Two options are available for this situation:
Option 1 consists of establishing a wrap-around plan with a plan year that correlates with the Company’s fiscal year, such as 1/1 through 12/31 or one of the contract years. Although the insurance contracts can still use different dates, if the plan files a Form 5500 and has 100 participants, the insurance carrier will need to furnish premium information for the plan year instead of the contract year, when filing said Form 5500. You can also ask the carriers to run out the short year and place future years on a plan year basis.
Option 2 involves creating separate plans/SPDs for every benefit. With this option every benefit would have a separate plan number, for example Medical/Rx-501, Dental-502 etc. The Plan Year for each plan would then coincide with the insurance contract year. Any plans with 100 participants would require filing a Form 5500 based on the plan year but the insurance contract would match the plan year.
The first option provides some advantages, such as only being requiring one Form 5500 filing, so long as the plan reaches 100 participants and all the information can be in a single document.

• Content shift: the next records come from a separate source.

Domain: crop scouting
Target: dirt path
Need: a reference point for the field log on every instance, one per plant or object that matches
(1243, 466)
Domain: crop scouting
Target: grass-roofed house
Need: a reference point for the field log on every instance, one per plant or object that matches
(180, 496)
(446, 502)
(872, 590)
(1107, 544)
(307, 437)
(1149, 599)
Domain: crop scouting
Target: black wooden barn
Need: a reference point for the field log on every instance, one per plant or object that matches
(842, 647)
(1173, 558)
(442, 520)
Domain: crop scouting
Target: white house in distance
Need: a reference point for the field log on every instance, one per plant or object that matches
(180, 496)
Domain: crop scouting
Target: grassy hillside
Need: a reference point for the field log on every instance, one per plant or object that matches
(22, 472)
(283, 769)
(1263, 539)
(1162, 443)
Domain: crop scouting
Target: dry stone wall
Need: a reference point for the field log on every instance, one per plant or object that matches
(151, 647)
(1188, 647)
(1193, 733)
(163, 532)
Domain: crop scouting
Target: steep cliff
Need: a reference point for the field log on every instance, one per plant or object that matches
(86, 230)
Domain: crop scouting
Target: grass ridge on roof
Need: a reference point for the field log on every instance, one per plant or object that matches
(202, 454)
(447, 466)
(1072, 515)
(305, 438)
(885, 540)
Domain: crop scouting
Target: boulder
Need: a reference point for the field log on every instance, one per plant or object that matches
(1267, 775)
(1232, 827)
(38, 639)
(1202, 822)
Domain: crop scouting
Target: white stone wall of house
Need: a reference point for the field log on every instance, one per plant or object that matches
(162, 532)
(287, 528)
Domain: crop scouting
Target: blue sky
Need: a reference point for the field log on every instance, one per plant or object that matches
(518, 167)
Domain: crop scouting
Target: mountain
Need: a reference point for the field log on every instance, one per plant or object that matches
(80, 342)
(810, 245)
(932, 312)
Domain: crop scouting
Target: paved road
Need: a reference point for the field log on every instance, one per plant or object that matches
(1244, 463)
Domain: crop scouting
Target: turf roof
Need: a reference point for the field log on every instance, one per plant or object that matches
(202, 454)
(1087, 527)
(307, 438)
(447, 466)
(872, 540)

Another advantage is that the plan year matches the company’s fiscal year, any extension of the corporate tax return automatically applies to the form 5500. The tax deduction would coincide with the company’s fiscal year, if the insurance contracts were to be altered to match the plan year. There is no definitive answer, especially if it’s a small plan that will likely never have 100 participants. It is allowed for the plan year and insurance contract to be different, but if required to file a Form 5500, the insurance information will need to be reported based on the plan year. Basically the plan year determines how and when the Form 5500 is filed and what information is pertinent.